Świat

Włochy podzielone przez Światowy Kongres Rodzin w Weronie

Od wielu miesięcy nic nie podzieliło Włoch tak, jak Światowy Kongres Rodzin w Weronie. Pokazał, że rządzącą obecnie koalicję złożoną z Ruchu Pięciu Gwiazd i Ligi Północnej więcej dzieli, niż łączy. Kością niezgody są kwestie światopoglądowe, a zwłaszcza rodzina, homoseksualizm i prawa kobiet.

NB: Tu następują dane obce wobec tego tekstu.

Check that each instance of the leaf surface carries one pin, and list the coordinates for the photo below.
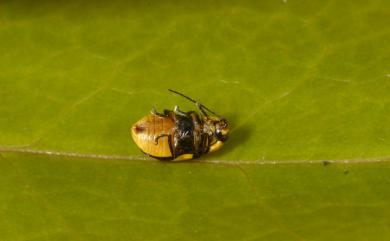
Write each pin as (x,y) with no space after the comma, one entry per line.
(303,84)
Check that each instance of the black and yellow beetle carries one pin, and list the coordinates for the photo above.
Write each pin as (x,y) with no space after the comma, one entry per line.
(177,135)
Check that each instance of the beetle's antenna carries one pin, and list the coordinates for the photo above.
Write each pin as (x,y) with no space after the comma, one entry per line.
(194,101)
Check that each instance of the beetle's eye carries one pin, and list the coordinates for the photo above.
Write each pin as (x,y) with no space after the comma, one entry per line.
(218,134)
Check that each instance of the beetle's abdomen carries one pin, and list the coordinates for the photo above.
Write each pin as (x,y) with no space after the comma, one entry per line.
(146,130)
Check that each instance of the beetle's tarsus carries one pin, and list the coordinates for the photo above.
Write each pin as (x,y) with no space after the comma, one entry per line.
(154,112)
(178,111)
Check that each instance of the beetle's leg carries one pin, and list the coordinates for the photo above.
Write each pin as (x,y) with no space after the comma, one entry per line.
(200,107)
(177,111)
(170,144)
(158,137)
(154,112)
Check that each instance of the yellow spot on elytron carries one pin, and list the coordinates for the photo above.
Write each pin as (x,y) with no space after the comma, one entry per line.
(184,157)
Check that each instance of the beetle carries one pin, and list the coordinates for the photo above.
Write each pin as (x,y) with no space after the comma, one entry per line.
(177,135)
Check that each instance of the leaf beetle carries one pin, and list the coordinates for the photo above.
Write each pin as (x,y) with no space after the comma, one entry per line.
(177,135)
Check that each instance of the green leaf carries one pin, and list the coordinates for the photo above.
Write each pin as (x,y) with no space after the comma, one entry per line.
(303,84)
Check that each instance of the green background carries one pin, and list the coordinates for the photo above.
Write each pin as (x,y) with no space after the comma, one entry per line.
(304,85)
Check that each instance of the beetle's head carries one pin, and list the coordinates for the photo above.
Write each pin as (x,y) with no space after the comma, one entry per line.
(221,130)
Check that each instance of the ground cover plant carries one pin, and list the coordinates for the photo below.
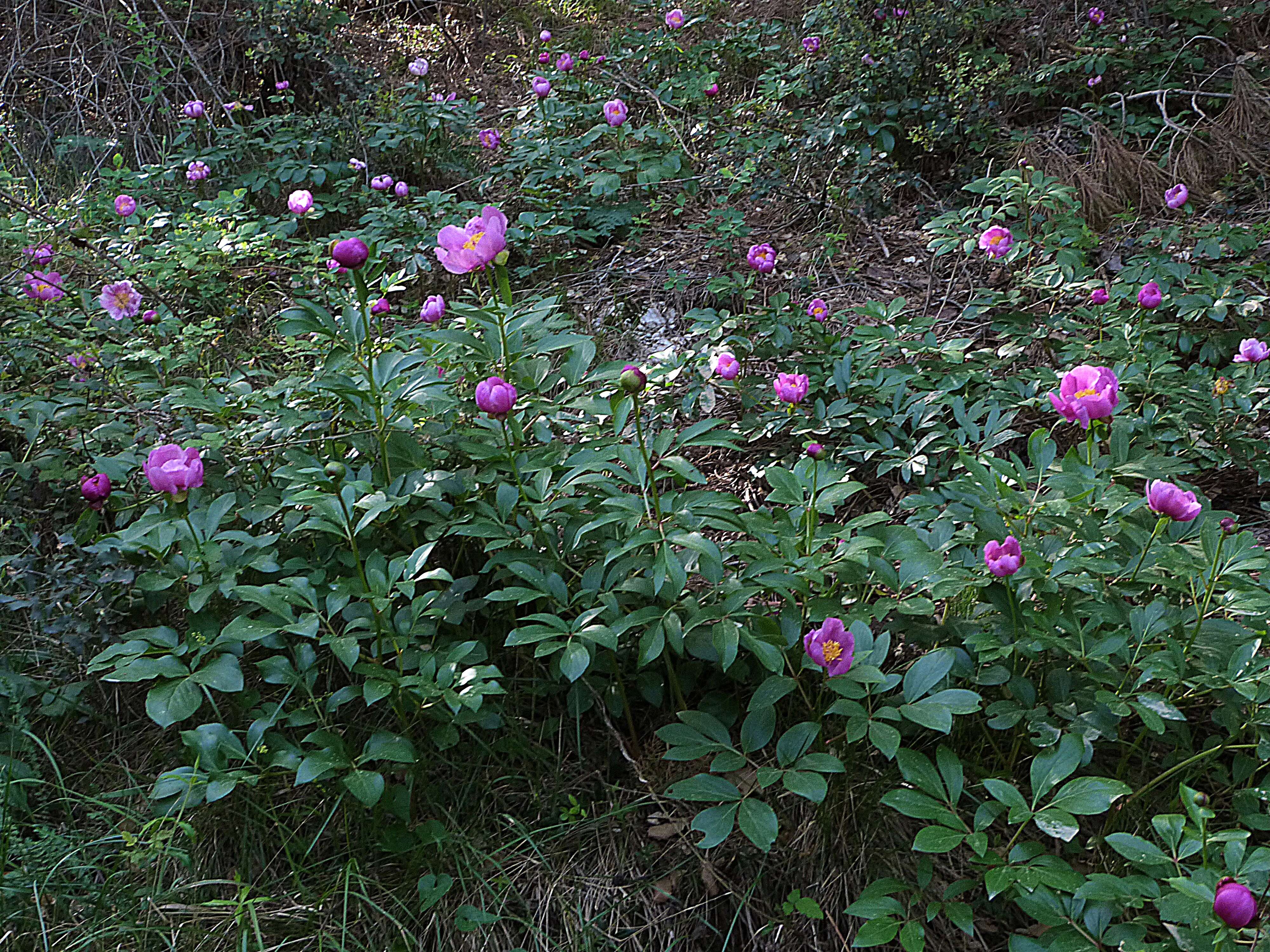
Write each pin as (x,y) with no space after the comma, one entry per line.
(637,478)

W Weronie w dniach 29–31 marca 2019 r. odbył się XIII Światowy Kongres Rodzin, łączący „globalny ruch” antyaborcyjny, antyfeministyczny i anty-LGBTQ. We włoskiej edycji Kongresu, zorganizowanej przez Toniego Brandiego z „ProVita”, Massimo Gandolfiniego z „Bronimy naszych dzieci”, Filippo Savarese dyrektora włoskiej kampanii CitizenGo oraz Jacopo Coghe z Ligi Północnej, brali udział politycy skrajnej prawicy, „obrońcy życia” z Włoch, Rosji, Węgier, Stanów Zjednoczonych i wielu innych krajów, ale także trzej ministrowie rządu włoskiego (minister spraw wewnętrznych i wicepremier Matteo Salvini, minister ds. rodziny i niepełnosprawności Lorenzo Fontana oraz minister edukacji Marco Bussetti).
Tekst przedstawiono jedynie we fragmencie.